Simon Nabatov Quintet

The Master and Margarita

(Leo CD LR 322/323)

Pianist Simon Nabatov hails from Moscow, spent the 1980s in New York, and now makes his home in Cologne. His previous disc for Leo, Nature Morte, was a setting of Joseph Brodsky’s poem which called on the vocal talents of Phil Minton; this new recording is a two-CD suite of music based upon Mikhail Bulgakov’s celebrated novel The Master and Margarita. Nabatov helpfully provides track-by-track plot summaries in the liner notes, but in any case the music stands perfectly convincingly on its own.

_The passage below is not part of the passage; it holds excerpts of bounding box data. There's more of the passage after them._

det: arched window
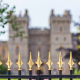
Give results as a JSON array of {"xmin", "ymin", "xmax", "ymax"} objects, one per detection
[
  {"xmin": 16, "ymin": 47, "xmax": 19, "ymax": 55},
  {"xmin": 2, "ymin": 48, "xmax": 5, "ymax": 57}
]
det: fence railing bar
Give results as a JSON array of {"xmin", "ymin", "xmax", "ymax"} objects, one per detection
[{"xmin": 0, "ymin": 75, "xmax": 80, "ymax": 79}]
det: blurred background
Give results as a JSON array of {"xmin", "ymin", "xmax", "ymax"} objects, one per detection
[{"xmin": 0, "ymin": 0, "xmax": 80, "ymax": 74}]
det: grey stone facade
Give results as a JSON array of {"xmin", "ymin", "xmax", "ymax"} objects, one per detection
[{"xmin": 0, "ymin": 11, "xmax": 75, "ymax": 74}]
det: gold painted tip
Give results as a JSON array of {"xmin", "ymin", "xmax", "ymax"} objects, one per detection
[
  {"xmin": 30, "ymin": 52, "xmax": 32, "ymax": 60},
  {"xmin": 8, "ymin": 52, "xmax": 10, "ymax": 61},
  {"xmin": 60, "ymin": 52, "xmax": 61, "ymax": 55},
  {"xmin": 78, "ymin": 61, "xmax": 80, "ymax": 65},
  {"xmin": 19, "ymin": 52, "xmax": 21, "ymax": 59},
  {"xmin": 70, "ymin": 51, "xmax": 72, "ymax": 59},
  {"xmin": 38, "ymin": 51, "xmax": 40, "ymax": 57},
  {"xmin": 49, "ymin": 52, "xmax": 51, "ymax": 59}
]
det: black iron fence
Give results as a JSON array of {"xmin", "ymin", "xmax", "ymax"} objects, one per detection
[{"xmin": 0, "ymin": 52, "xmax": 80, "ymax": 80}]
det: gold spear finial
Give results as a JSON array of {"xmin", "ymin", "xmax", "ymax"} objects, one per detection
[
  {"xmin": 16, "ymin": 52, "xmax": 23, "ymax": 71},
  {"xmin": 78, "ymin": 61, "xmax": 80, "ymax": 65},
  {"xmin": 27, "ymin": 52, "xmax": 34, "ymax": 71},
  {"xmin": 78, "ymin": 27, "xmax": 80, "ymax": 33},
  {"xmin": 68, "ymin": 52, "xmax": 75, "ymax": 70},
  {"xmin": 78, "ymin": 36, "xmax": 80, "ymax": 40},
  {"xmin": 57, "ymin": 52, "xmax": 64, "ymax": 70},
  {"xmin": 6, "ymin": 52, "xmax": 13, "ymax": 71},
  {"xmin": 35, "ymin": 51, "xmax": 42, "ymax": 70},
  {"xmin": 46, "ymin": 52, "xmax": 53, "ymax": 70}
]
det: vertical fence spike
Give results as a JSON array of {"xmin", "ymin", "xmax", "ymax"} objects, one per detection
[
  {"xmin": 6, "ymin": 52, "xmax": 13, "ymax": 71},
  {"xmin": 27, "ymin": 52, "xmax": 34, "ymax": 71},
  {"xmin": 57, "ymin": 52, "xmax": 64, "ymax": 70},
  {"xmin": 16, "ymin": 52, "xmax": 23, "ymax": 71},
  {"xmin": 46, "ymin": 52, "xmax": 53, "ymax": 70},
  {"xmin": 68, "ymin": 52, "xmax": 75, "ymax": 70},
  {"xmin": 35, "ymin": 51, "xmax": 42, "ymax": 70}
]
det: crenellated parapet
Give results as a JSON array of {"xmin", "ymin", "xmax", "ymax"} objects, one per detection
[
  {"xmin": 9, "ymin": 10, "xmax": 29, "ymax": 24},
  {"xmin": 50, "ymin": 10, "xmax": 71, "ymax": 25},
  {"xmin": 29, "ymin": 28, "xmax": 50, "ymax": 35}
]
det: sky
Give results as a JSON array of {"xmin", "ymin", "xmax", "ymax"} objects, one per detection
[{"xmin": 0, "ymin": 0, "xmax": 80, "ymax": 41}]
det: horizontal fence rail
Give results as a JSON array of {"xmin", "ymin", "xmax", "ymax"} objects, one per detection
[{"xmin": 0, "ymin": 52, "xmax": 80, "ymax": 80}]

The album begins with a kind of prelude or prayer, stated by violin and trumpet (Mark Feldman and Herb Robertson) over Mark Helias’s bass drone. It functions rather like an otherworldly commentary before the main action begins with a plunge into the satirical fantasy-world of Bulgakov's novel. (The novel combines an account of Satan's visit to Stalinist Moscow, a subversive revision of the story of Pontius Pilate, and the story of the love between Margarita and the persecuted novelist only identified as “the Master.”) The album’s soundworld is a blend of grotesquerie, brittle irony and sometimes violence. Nabatov draws together mordant takeoffs on 19th-century salon music, with the violin tilting dizzily over faux-naive piano; eerie chromatic tinklings; sardonic free playing; and, throughout, some wonderfully swinging jazz. The closing section of “Don’t Talk to Strangers” finds the rhythm section locking into a bruisingly unstoppable groove (the corresponding scene has a character beheaded by a streetcar); while on “One of Four” Pontius Pilate is rendered with a sardonic blues stroll with Mingus’s fingerprints all over it. To my ears, the album noticeably centres itself near the end of disc one, when the Master himself first appears in the associated narrative. At this point the album’s predominantly satirical and fantastic tone begins to expand its reach, stretching out towards tragedy and beauty. Disc two is absolutely enthralling, from the opening “The Show,” where the band grab hold of the looselimbed 7/4 groove and don’t let go, to the final cathartic resolution in “Back Home,” where the romanticism hinted and grasped at throughout the album (as on the melancholy but strangely serene “The Last Days” – about Christ’s execution – or the lovely “Margarita”) is finally free to flower openly. It’s a profoundly moving conclusion. For my money, The Master and Margarita is one of the most fully satisfying jazz discs of 2001: miss it at your peril.